Publication information
- Current/last artist: Nigel Parkinson
- First appearance: Issue N/A (1990)
- Last appearance: 2010
- Also appeared in: The Dandy Annual

Characters
- Regular characters: Marvo, Henry Thrapplewhacker the Forty Ninth

= Marvo the Wonder Chicken =

British comic strip and television series

Marvo the Wonder Chicken is a character in the UK comic The Dandy. The strip first appeared in 1990 and continued in odd issues until 1999. He returned in 2008 to tie in with the planned DC Thomson TV series. The strip is "silent", with only words such like "Crash" and "Bang", and ending with Marvo saying "Ta-da".

The strip was originally drawn by Syd Kitching, then by Jim Hansen; it took up half a page in the comic, and either one or two pages in the annuals. Jim Hansen was also drawing Jak and P5 for The Dandy, and Buster for his self-titled comic. When the strip returned in Dandy Xtreme 18 years later, it was drawn by Nigel Parkinson, who at the time was also drawing Dennis the Menace, Bea and Ivy the Terrible for The Beano, Dennis and Gnasher for BeanoMAX, and Cuddles and Dimples for the Dandy.
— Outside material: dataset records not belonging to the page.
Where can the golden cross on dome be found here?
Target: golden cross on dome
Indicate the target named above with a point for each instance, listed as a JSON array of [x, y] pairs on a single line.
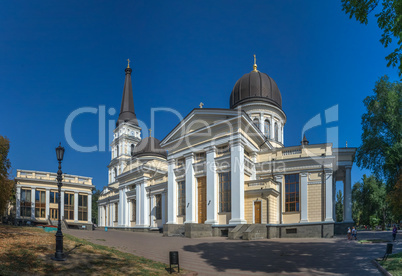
[[255, 63]]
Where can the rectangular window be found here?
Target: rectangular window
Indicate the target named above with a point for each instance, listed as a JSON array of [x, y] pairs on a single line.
[[225, 195], [200, 156], [292, 193], [181, 198], [158, 206], [116, 212], [54, 197], [69, 206], [40, 204], [134, 210], [83, 207], [25, 203]]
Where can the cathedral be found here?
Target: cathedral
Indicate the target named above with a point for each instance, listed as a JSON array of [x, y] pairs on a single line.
[[224, 172]]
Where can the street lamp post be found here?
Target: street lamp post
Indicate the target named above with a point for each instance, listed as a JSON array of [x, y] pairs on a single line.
[[59, 255]]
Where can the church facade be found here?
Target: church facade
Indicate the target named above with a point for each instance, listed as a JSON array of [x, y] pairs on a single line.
[[225, 172]]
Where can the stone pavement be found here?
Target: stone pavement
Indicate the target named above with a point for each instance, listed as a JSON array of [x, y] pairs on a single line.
[[219, 256]]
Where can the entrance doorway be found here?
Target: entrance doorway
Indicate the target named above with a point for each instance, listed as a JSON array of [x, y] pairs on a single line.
[[257, 212], [202, 199]]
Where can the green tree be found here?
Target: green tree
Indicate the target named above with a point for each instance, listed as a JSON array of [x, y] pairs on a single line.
[[339, 206], [381, 149], [388, 20], [6, 184], [369, 200], [95, 197]]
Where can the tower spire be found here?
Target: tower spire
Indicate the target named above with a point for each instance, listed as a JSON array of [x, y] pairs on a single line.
[[127, 113]]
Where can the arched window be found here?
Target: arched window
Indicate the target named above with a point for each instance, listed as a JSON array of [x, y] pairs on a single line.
[[267, 126], [276, 132], [256, 122]]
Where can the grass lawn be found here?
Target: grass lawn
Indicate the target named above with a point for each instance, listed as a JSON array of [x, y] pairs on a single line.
[[393, 264], [28, 250]]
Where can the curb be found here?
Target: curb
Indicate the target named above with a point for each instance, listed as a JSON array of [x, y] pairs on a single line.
[[380, 268]]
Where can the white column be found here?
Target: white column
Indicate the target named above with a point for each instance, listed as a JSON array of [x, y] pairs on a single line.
[[47, 203], [328, 197], [237, 182], [212, 187], [138, 205], [163, 207], [172, 193], [90, 208], [18, 203], [190, 190], [303, 197], [348, 195], [33, 203], [75, 206], [61, 213]]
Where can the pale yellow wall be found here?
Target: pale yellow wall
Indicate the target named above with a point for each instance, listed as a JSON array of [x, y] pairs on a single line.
[[293, 217], [314, 202]]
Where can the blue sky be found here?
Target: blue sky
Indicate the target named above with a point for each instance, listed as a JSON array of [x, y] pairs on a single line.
[[57, 57]]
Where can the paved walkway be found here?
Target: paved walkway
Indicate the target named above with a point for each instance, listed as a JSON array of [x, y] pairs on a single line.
[[218, 256]]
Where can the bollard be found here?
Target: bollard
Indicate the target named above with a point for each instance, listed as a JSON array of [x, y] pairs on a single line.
[[174, 260]]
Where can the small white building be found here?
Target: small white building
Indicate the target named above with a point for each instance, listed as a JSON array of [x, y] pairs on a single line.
[[225, 171]]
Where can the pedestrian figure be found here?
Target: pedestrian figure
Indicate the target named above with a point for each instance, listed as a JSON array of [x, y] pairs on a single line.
[[394, 231], [354, 233]]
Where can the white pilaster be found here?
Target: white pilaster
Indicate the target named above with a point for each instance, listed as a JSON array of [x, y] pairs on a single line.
[[348, 195], [190, 190], [303, 197], [18, 203], [47, 212], [328, 197], [33, 203], [75, 206], [61, 213], [237, 183], [212, 187], [90, 208], [163, 207], [172, 193], [281, 198]]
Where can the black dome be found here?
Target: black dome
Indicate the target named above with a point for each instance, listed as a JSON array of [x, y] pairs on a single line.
[[255, 86], [149, 146]]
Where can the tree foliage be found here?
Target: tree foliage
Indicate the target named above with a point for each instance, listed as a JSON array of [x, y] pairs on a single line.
[[339, 206], [388, 20], [369, 202], [381, 149], [6, 185]]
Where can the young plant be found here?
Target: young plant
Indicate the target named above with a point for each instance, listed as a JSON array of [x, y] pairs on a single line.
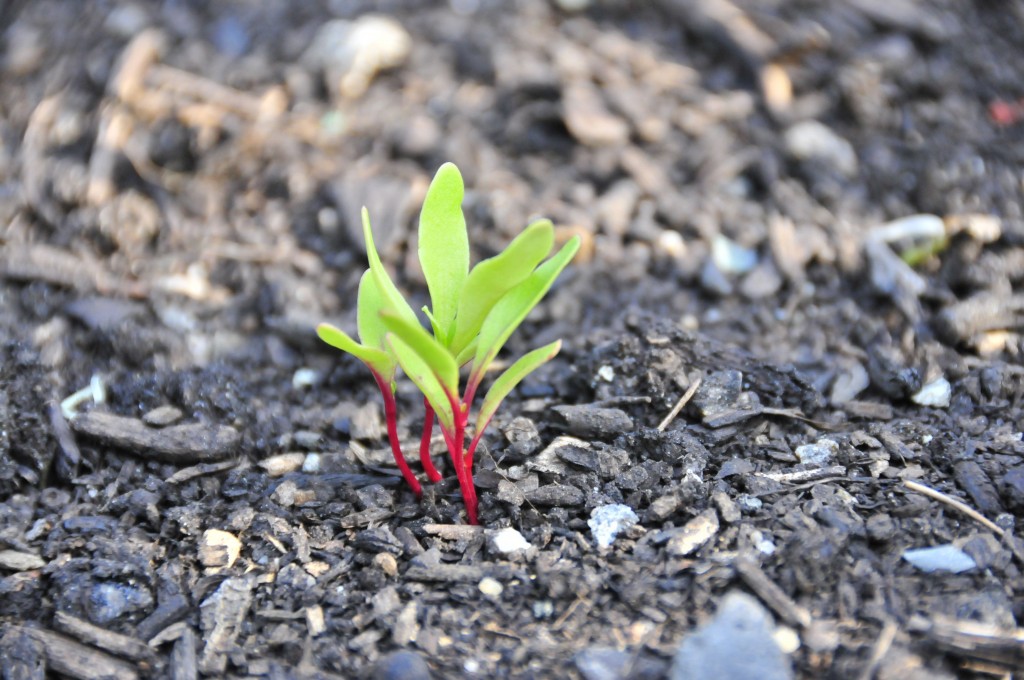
[[472, 313]]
It was dropped after Dandy Xtreme reverted to just The Dandy, with Marvo taking his final bow in issue 3507, dated 9 October 2010. He returned in issue 3515, dated 18 December 2010, but has not returned since.

An animated version of the comic strip appeared in 2010, with 51 episodes.

==TV series==

Marvo the Wonder Chicken is a British animated television series that aired in 2010. The show follows Marvo, a daring and eccentric chicken, and his enthusiastic assistant Henry Thrapplewhacker XLIX, as they attempt to put on the "Greatest Show on Earth". The series was produced by Red Kite Animation and originally aired on Jetix. It was based on a comic strip from The Dandy, which first appeared in 1990.

The show was originally broadcast on Jetix, and after it was discontinued, it continued airing on Cartoon Network, Boomerang and later on Cartoon Network in Latin America from 2011 to 2013, followed by Boomerang Latin America from 2014 until its shutdown on March 31, 2022.